Psychology or not, the evidence from behavioral sciences is overwhelming that judgments about statistical dependence emanate from causal intuition. [see D. Kahneman “Thinking, Fast and Slow”
Chapter 16: Causes Trump Statistics]
In light of these considerations we would dare call for re-examination of the received mantra: 2. “while missing data methods can form tools for causal inference, the converse cannot be true.” and reverse it, to read:
2′. “while causal inference methods provide tools for solving missing data problems, the converse cannot be true.”

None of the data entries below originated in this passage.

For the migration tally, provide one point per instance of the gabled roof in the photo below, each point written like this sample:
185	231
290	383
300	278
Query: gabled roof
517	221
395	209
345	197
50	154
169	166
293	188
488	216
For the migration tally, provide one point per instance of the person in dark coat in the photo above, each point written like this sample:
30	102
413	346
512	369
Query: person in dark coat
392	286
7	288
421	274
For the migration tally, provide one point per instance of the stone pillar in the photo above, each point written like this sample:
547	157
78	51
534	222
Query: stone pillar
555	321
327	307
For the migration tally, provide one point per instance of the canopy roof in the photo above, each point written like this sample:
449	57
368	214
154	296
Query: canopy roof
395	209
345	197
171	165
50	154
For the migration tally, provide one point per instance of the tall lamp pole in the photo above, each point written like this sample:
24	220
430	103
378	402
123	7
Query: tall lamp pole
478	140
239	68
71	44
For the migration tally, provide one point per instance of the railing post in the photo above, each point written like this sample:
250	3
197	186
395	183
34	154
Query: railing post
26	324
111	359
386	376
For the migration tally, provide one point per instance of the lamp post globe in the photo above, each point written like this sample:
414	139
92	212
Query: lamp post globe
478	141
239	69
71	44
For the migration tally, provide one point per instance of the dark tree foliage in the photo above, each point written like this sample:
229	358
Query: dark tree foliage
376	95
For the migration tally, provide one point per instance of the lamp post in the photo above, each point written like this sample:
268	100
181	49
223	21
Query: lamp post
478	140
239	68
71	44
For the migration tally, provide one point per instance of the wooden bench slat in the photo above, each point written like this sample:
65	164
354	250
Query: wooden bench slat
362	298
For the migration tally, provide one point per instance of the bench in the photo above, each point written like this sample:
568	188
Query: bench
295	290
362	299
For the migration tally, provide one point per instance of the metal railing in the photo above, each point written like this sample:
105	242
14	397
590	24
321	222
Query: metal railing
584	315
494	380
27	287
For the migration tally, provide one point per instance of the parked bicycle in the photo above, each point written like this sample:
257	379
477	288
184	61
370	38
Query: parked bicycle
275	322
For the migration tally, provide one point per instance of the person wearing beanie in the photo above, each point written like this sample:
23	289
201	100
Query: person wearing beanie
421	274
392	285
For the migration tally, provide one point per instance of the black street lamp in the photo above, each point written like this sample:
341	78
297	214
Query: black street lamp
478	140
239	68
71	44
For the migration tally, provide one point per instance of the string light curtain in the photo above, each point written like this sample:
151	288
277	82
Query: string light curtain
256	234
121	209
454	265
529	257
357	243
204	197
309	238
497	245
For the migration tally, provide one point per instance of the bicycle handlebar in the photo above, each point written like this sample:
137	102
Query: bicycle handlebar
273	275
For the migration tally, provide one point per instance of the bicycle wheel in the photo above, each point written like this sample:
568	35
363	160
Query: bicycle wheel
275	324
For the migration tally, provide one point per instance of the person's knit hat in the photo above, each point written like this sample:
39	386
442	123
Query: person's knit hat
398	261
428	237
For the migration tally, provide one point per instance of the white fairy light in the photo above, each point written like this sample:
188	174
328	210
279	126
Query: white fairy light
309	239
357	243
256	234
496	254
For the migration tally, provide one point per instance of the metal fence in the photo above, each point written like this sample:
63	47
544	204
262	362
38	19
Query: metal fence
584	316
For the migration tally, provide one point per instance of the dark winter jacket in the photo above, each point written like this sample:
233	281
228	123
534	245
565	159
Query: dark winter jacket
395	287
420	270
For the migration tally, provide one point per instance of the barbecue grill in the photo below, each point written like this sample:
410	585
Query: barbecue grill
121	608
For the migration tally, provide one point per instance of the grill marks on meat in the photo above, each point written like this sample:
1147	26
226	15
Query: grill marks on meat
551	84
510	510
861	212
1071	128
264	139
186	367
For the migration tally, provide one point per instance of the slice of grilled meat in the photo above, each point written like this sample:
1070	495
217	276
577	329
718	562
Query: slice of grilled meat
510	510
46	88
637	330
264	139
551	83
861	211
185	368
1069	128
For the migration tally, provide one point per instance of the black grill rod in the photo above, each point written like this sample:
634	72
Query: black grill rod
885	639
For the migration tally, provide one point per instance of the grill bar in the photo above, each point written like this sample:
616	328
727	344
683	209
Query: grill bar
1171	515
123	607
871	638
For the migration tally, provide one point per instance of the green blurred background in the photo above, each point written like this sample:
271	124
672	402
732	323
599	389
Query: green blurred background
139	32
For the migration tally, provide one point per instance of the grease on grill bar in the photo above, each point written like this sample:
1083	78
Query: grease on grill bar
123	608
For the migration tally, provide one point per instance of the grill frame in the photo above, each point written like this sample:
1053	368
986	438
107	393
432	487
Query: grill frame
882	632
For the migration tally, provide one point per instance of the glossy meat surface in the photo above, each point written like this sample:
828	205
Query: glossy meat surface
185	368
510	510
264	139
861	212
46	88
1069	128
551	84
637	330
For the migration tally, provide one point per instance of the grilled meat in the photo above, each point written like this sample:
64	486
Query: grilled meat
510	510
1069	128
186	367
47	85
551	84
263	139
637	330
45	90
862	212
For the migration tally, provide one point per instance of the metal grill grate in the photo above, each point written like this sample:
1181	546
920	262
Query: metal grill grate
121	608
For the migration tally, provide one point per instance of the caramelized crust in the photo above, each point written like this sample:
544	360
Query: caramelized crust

We base this claim on the following observations: 1. The assumptions needed to define the various types of missing data mechanisms are causal in nature. Articulating those assumption in causal vocabulary is natural, and results therefore in model transparency and credibility. 2. Estimability analysis based on causal modeling of missing data problems has charted new territories, including problems in the MNAR category (ie, Missing Not At Random), which were inaccessible to conventional missing-data analysis. In comparison, imputation-based approaches to missing data
do not provide guarantees of convergence (to consistent estimates) except for the narrow and unrecognizable class of problems in which ignorability holds. 3. Causal modeling of missing data problems has uncovered new ways of testing assumptions, which are infeasible in conventional missing-data analysis.
Perhaps even more convincingly, we were able to prove that no algorithm exists which decides if a parameter is estimable, without examining the causal structure of the model; statistical information is insufficient.
We hope these arguments convince even the staunchest missing data enthusiast to switch mantras and treat missing data problems for what they are: causal inference problems.